During a ground-breaking ceremony for Brookside Estate Housing Development in Spot Valley, St James, last Friday Holness poured cold water on the Opposition’s promise to allocate $1 billion in grants that young, aspiring homeowners can use towards their deposit.
While admitting that the Government still has a way to go in meeting the demand for affordable housing, the prime minister urged aspiring homeowners to closely examine promises made by his party versus the Opposition People’s National Party (PNP), to determine if they are implementable.
“Our housing policy is thoughtful. Our housing policy is not just aspirational, it is practical and realistic. If you really want a house, then this is the housing policy to support — the policy that is comprehensive, the policy that understands the challenges, and the policy that is consistent,” Holness said.
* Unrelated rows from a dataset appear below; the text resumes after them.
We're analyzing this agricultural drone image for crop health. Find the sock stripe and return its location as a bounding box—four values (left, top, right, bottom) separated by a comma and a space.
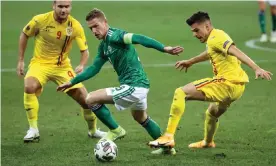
90, 104, 103, 111
140, 116, 150, 127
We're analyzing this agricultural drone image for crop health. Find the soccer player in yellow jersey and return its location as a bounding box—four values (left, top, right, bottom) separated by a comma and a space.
149, 11, 272, 153
16, 0, 106, 142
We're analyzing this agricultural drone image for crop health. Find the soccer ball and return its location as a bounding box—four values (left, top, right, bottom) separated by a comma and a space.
94, 139, 118, 162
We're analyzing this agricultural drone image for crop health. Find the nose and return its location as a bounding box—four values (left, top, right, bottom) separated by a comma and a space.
92, 28, 97, 34
61, 7, 66, 12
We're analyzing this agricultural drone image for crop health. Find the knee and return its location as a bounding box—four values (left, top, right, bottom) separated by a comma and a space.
206, 103, 218, 117
208, 104, 226, 118
78, 94, 89, 109
24, 80, 40, 94
85, 92, 97, 105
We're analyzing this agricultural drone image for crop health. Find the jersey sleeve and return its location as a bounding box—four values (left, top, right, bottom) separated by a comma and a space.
124, 33, 165, 52
75, 23, 88, 51
209, 31, 234, 54
22, 15, 41, 37
70, 43, 107, 85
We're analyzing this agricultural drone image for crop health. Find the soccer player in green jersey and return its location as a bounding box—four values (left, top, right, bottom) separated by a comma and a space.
57, 8, 183, 154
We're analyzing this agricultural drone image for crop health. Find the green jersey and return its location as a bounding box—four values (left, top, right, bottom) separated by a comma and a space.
70, 27, 166, 88
97, 27, 149, 88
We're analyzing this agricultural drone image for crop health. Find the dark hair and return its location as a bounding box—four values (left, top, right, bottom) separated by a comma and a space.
186, 11, 210, 26
86, 8, 106, 21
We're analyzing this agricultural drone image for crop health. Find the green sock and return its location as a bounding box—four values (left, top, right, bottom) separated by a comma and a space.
259, 10, 266, 33
272, 14, 276, 31
91, 104, 119, 130
140, 117, 162, 139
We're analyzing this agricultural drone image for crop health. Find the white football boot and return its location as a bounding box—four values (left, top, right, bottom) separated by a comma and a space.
23, 128, 40, 143
270, 31, 276, 43
260, 34, 268, 42
88, 129, 107, 138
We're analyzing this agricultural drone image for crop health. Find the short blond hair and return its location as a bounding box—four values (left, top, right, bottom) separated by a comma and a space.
86, 8, 106, 21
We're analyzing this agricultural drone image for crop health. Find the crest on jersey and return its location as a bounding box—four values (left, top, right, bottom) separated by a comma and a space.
66, 27, 73, 36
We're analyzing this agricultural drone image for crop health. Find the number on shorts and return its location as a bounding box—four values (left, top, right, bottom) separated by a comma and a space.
115, 86, 125, 91
68, 71, 74, 78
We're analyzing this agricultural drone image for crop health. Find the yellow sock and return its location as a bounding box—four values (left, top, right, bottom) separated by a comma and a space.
83, 109, 97, 134
204, 110, 219, 143
166, 88, 186, 135
24, 93, 39, 129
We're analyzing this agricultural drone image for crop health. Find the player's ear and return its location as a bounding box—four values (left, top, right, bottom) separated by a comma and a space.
52, 0, 56, 10
205, 22, 210, 31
But in a media release on Monday Morris charged that the Holness Administration has failed miserably in providing affordable houses for Jamaicans over the past nine years.
According to Morris, “In 2020 Prime Minister Holness promised to build 70,000 houses over a five-year period, however data is showing that he is nowhere near achieving this target. The Holness Administration has been delivering to the market, on average, 2,300 houses annually over the past nine years. If this is not a failure, I don’t know what else is.”
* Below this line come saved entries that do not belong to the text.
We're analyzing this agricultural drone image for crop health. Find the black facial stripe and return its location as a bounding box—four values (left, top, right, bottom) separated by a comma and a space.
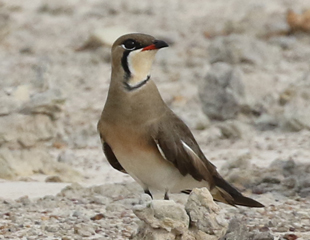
120, 43, 148, 80
121, 50, 131, 79
120, 40, 153, 88
123, 75, 150, 91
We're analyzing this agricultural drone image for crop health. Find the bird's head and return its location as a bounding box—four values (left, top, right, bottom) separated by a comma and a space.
111, 33, 168, 91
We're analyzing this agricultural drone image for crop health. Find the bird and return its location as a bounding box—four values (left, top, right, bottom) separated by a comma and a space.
97, 33, 264, 208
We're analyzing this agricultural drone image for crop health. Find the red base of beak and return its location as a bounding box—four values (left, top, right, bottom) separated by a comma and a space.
142, 44, 157, 51
142, 40, 169, 51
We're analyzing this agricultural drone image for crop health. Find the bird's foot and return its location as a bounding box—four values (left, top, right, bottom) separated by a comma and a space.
144, 189, 153, 199
164, 191, 169, 200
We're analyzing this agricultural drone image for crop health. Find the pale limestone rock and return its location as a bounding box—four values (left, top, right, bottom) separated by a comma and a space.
185, 188, 228, 239
134, 200, 189, 234
132, 188, 228, 239
133, 229, 176, 240
216, 120, 253, 139
0, 149, 16, 179
74, 223, 95, 237
199, 62, 245, 121
219, 153, 262, 187
283, 94, 310, 131
20, 88, 66, 119
0, 147, 81, 182
0, 94, 19, 116
12, 84, 31, 102
0, 114, 56, 147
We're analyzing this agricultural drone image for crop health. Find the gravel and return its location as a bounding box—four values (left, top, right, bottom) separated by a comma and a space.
0, 182, 309, 239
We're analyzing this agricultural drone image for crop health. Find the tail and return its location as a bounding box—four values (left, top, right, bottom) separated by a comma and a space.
211, 175, 264, 207
182, 176, 264, 208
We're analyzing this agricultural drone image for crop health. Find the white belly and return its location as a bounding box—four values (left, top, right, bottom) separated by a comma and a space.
113, 145, 209, 194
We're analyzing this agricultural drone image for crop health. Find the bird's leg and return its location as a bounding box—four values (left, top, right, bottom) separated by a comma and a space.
164, 190, 169, 200
144, 189, 153, 199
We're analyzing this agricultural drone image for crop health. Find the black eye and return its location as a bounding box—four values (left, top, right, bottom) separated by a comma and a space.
122, 39, 136, 50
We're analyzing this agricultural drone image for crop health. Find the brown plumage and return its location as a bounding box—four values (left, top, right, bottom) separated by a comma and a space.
97, 33, 264, 208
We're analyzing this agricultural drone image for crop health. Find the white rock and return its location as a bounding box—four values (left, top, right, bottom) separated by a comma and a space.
12, 84, 31, 102
134, 200, 189, 234
133, 189, 228, 239
185, 188, 228, 238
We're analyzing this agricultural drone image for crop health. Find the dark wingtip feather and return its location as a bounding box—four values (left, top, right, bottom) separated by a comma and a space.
181, 188, 264, 208
233, 195, 264, 208
213, 175, 264, 208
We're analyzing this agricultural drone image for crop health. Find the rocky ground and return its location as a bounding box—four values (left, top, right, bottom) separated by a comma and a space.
1, 0, 310, 239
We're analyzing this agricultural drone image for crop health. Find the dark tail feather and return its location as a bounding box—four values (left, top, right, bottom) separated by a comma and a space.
232, 193, 264, 208
213, 175, 264, 208
181, 177, 264, 208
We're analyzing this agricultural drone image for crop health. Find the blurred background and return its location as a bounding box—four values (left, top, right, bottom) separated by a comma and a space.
0, 0, 310, 197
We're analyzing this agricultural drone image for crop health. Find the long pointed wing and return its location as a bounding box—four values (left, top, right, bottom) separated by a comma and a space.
150, 112, 264, 208
150, 112, 216, 185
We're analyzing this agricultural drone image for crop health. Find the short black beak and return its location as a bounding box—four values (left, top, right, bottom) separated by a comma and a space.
142, 40, 169, 51
153, 40, 169, 49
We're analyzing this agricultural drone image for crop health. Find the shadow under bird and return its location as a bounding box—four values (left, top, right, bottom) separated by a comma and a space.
97, 33, 264, 208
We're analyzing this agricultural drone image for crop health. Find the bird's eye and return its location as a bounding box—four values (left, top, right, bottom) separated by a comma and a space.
122, 39, 136, 50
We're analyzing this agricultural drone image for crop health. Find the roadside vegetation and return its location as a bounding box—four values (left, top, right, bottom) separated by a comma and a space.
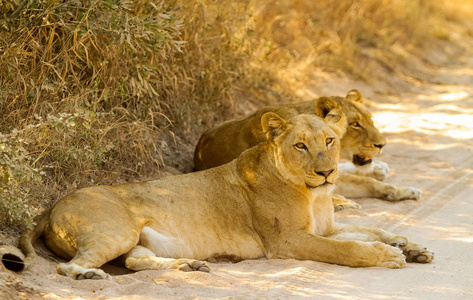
1, 0, 472, 231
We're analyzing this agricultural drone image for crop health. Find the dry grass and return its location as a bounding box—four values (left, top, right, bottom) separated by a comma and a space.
0, 0, 472, 231
0, 0, 262, 230
249, 0, 473, 91
0, 0, 186, 229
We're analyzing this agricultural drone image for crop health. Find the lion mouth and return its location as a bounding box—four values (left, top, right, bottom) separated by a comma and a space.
306, 181, 332, 189
353, 155, 373, 166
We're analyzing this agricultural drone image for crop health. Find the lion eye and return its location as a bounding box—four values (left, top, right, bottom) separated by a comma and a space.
350, 122, 360, 128
325, 138, 334, 145
295, 143, 307, 150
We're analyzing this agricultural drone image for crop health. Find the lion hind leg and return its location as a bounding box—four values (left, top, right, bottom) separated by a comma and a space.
124, 245, 210, 272
56, 237, 137, 280
53, 229, 141, 280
He added: “The Fiscal Policy Paper of 2025 indicated that the National Housing Trust (NHT) should have completed 15,009 housing units for the fiscal year 2024-25. However, only 2,754 houses were completed.
“Over the past nine years this Government has abandoned the low-income earners who have been contributing to the NHT. Approximately 48 per cent of the contributors to the NHT are individuals earning below $30,000 per week but the Holness Administration has dismally neglected the housing needs of these individuals. Now, because it is an election year, is suddenly talking about the need to build low-income houses.”
Morris charged that the Government is not creating affordable housing solutions.
“Prime Minister Holness’s Administration built houses at Ruthven Towers for $28 million to $38 million, and the development has been bedeviled with all manner of problems. Similarly, through the Housing Agency of Jamaica they have sold housing lots on the market for between $25 and $30 million in a development just above Pines of Karachi. None of these constitute affordable houses,” said Morris.
He argued that when the Portia Simpson Miller-led PNP Administration left office in 2016, a one-bedroom unit was being sold for less than $7 million and a two-bedroom for approximately $12 million.
“However, these prices have increased dramatically under the Holness-led Administration. A one-bedroom is being sold for over $12 million and a two-bedroom for over $18 million. These are out of the reach of ordinary, working class Jamaicans,” said Morris.
He declared his endorsement of the plethora of housing ideas put forward by his party leader, Mark Golding, in the 2025-2026 Budget Debate.
Among the proposals put forward by Golding were an end to the annual extraction of $11.4 billion from the NHT to support the budget, and the construction of 50,000 houses over the next five years.